Two Destination Vectors, DV1 and DV2, were constructed based on a vector backbone using standard recombinant DNA methodologies. The Entry Clone and Destination Vector were subjected to the GATEWAY LR Reaction, which contains the LR CLONASE mix of recombination proteins. The LR Reaction results in the directional transfer of the bait gene coding region, flanked by the attL sites in the Entry Clone, to the Destination Vector (DV1 or DV2) through recombination with the attR flanked GATERC, generating the Expression Clone. A portion of the LR Reaction was used to transform competent DH5α cells and the Expression Clone plasmids were purified from selected transformants (antibiotic selection) using routine plasmid miniprep protocols. Following confirmation by PCR with gene-specific primers, milligram quantities of purified Expression Clones were prepared by standard protocols (Maxiprep; Sigma-Aldrich).
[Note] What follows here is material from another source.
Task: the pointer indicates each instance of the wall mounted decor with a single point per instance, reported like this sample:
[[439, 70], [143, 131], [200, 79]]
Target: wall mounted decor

Anchorage-dependent human embryonic kidney 293 (HEK293) cells were maintained in Dulbecco's modified Eagle's medium (DMEM) containing 10% fetal bovine serum and supplemented with 2 mM L-glutamine and 0.1 mM nonessential amino acids. Cells were grown in 10-cm-diameter or 24.5 × 24.5 cm2 tissue culture plates at 37°C in a 5% CO2 atmosphere. Cells were routinely tested for mycoplasma presence. A detailed protocol for the maintenance and passaging of cells is provided in Supplementary Information.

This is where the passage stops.